The Sun watched its subjects from its imperial throne.
They pressed their water guns against Celeste's temple.
A shot rang out. Celeste felt her brain shatter. She felt every synapse and nerve ending rip themselves asunder. She felt superheated metal pierce bone. She felt every crack, every shatter, every fracture, every burn.
Celeste jolted awake, breathed in, and felt water fill her lungs.
-
It was seawater. Stinging brine rushed into her throat. Celeste grasped for her neck and felt a shock course through her wrists as they snapped against manacles. Deep black metal encased her hands. Her fingers scratched at their prison as she struggled to lift them, desperately thrashing, only to hit the edge of her leash every time. She forced her eyes open, subjecting herself to a stinging flood of salt. She was chained to the bottom of a cylindrical glass canister filled to the brim with seawater. Blurred shapes hurried back and forth across her field of vision.
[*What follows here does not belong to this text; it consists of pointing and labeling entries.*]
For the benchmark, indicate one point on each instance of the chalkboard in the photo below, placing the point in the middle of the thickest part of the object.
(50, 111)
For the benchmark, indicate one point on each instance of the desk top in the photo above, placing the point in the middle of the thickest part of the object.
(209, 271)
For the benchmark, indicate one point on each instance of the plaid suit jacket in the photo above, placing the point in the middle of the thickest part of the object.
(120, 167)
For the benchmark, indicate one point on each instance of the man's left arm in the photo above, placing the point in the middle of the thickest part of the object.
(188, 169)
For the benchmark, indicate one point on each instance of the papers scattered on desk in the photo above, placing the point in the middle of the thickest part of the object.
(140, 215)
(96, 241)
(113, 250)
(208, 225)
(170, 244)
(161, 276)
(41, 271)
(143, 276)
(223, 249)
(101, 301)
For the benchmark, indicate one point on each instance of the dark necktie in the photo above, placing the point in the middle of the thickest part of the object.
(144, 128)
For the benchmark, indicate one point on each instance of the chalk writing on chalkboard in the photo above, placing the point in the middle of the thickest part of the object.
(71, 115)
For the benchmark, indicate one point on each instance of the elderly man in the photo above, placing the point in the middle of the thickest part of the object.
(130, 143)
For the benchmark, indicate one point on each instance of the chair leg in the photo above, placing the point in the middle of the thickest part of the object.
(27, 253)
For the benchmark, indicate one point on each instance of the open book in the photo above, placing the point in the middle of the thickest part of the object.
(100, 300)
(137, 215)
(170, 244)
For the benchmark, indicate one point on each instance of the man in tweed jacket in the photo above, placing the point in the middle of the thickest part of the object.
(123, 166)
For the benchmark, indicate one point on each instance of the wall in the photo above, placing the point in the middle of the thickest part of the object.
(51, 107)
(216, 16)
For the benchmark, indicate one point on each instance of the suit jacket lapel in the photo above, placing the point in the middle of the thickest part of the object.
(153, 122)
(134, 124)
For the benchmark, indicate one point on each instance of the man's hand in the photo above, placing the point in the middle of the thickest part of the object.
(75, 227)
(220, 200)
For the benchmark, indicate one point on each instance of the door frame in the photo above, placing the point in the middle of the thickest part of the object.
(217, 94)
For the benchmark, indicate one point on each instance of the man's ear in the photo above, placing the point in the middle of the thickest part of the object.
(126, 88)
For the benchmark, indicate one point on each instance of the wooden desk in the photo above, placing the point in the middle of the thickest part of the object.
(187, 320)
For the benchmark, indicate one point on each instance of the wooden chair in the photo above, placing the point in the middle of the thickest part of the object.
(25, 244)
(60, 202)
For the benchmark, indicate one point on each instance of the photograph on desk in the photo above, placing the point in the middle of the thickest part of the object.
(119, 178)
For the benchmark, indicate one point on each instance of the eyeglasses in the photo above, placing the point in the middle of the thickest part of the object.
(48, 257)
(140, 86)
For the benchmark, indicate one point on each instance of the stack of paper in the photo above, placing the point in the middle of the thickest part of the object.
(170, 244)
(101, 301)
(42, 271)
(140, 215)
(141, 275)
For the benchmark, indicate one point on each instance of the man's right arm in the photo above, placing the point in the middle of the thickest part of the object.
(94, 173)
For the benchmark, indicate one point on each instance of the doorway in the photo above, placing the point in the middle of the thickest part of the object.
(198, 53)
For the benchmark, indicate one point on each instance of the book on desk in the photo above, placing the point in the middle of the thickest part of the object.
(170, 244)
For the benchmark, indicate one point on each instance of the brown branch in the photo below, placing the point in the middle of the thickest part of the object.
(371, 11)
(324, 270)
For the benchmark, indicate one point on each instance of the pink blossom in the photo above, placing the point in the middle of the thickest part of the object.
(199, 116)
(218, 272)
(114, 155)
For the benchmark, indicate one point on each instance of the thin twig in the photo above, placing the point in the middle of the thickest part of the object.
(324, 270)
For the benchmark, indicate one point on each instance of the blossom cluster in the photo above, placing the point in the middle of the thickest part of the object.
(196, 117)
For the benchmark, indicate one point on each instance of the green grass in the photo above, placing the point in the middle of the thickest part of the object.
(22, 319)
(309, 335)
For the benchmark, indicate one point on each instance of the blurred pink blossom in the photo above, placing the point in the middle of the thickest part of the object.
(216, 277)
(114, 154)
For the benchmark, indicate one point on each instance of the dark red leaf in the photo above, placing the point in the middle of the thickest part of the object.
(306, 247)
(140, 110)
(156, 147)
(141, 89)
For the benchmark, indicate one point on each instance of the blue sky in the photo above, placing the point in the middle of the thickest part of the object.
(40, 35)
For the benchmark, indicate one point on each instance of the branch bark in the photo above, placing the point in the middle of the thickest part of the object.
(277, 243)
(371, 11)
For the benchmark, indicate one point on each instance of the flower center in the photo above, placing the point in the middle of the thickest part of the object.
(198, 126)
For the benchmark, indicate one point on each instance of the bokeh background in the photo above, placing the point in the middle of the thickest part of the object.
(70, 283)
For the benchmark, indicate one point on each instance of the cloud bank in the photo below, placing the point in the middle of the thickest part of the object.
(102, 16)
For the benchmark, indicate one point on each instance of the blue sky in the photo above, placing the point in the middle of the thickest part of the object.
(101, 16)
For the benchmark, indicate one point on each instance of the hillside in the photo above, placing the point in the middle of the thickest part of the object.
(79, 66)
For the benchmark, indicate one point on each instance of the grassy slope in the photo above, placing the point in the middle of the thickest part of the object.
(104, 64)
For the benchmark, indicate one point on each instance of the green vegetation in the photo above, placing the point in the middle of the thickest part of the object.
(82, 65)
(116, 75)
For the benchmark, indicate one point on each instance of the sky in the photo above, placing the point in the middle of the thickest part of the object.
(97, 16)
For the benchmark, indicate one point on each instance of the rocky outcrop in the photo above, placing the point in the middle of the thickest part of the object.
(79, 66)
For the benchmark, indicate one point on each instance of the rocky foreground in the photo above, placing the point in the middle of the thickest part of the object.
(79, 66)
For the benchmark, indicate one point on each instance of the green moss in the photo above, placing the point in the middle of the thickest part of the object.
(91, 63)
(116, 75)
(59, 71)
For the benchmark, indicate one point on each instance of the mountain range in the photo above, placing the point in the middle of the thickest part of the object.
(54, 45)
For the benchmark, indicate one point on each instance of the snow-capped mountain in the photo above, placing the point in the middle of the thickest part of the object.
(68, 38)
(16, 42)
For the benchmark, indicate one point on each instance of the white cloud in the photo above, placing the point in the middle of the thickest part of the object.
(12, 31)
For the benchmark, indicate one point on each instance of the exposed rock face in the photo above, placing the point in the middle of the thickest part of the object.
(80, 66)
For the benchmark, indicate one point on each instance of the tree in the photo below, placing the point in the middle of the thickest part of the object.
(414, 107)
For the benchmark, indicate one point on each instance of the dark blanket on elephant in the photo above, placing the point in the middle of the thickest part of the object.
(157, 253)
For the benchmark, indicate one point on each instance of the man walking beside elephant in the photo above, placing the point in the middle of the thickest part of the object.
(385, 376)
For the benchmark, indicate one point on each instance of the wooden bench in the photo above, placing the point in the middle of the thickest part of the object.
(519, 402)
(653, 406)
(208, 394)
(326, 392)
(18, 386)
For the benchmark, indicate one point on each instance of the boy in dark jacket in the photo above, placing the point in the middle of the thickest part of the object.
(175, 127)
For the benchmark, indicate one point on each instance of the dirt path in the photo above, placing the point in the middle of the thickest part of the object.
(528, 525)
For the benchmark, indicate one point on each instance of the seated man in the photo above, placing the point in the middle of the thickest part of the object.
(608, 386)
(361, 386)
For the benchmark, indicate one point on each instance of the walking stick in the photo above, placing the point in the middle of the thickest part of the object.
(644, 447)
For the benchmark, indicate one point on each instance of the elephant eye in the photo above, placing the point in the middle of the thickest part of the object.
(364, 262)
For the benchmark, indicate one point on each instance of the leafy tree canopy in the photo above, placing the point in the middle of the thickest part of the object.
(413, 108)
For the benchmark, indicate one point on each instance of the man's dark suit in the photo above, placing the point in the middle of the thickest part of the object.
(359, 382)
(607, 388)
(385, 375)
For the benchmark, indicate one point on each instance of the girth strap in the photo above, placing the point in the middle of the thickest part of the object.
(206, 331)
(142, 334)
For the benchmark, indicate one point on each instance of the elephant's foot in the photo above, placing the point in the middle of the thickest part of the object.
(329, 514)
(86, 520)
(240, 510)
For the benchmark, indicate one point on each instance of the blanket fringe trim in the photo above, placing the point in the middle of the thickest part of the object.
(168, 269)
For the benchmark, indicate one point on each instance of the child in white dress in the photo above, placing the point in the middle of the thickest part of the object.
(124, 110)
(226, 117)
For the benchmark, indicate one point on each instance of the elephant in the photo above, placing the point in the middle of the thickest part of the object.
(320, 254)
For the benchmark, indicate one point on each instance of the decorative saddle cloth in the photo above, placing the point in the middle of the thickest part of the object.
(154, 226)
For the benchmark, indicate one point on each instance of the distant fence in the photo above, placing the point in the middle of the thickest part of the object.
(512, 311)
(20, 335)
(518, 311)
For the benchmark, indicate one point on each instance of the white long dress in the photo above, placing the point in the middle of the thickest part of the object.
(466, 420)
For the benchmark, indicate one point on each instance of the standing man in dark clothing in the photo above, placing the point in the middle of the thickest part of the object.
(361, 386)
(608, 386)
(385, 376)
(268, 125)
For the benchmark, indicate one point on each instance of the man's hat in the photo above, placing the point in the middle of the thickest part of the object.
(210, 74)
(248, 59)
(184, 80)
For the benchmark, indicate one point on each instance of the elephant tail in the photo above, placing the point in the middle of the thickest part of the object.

Amorphous white silhouettes mashing at keyboards, flicking at switches, yelling in a muffled language made imperceptible by a wall of water. She opened her mouth and screamed.
Then, the bell rang out.
The walls of her glassy prison dissolved all at once, a deluge of seawater throwing her to the ground. Sterile steel broke her fall while the water seeped along precisely inclined floors, guided into industrial drains that would take Celeste four steps to cross. She clawed at her eyes, her throat. She felt like salt broke between every molecule in her skin, as if it had subsumed part of her being and cast it out to the ocean. A reparation for the fraction of life it imparted her. It was the only help she was going to get.
Coughing and sputtering, she was heaped on the floor like seaweed abandoned on the shore. People swarmed around, constant blurs of motion, never ceasing. They kept shouting. It was all too loud. Too much. She slammed her hands over her ears, wrists screaming in defiance against her cuffs. Celeste was screaming, too, the sound welling up from the base of her chest and slashing serrated pain all the way to her lips.
"Someone shut that one up," someone barked, their voice muffled and distant.
Rough hands gripped her shoulders, pushing her to her feet. Too fast, too violent. She wretched saltwater onto the floor. More work for the drains. Someone waved their hand and spurred the rest of the room to action. The whole room buzzed like a roiling hive. Celeste felt something sharp pierce her shoulder. The gentle slosh of waves and water drowned everything out as Celeste's vision faded to black.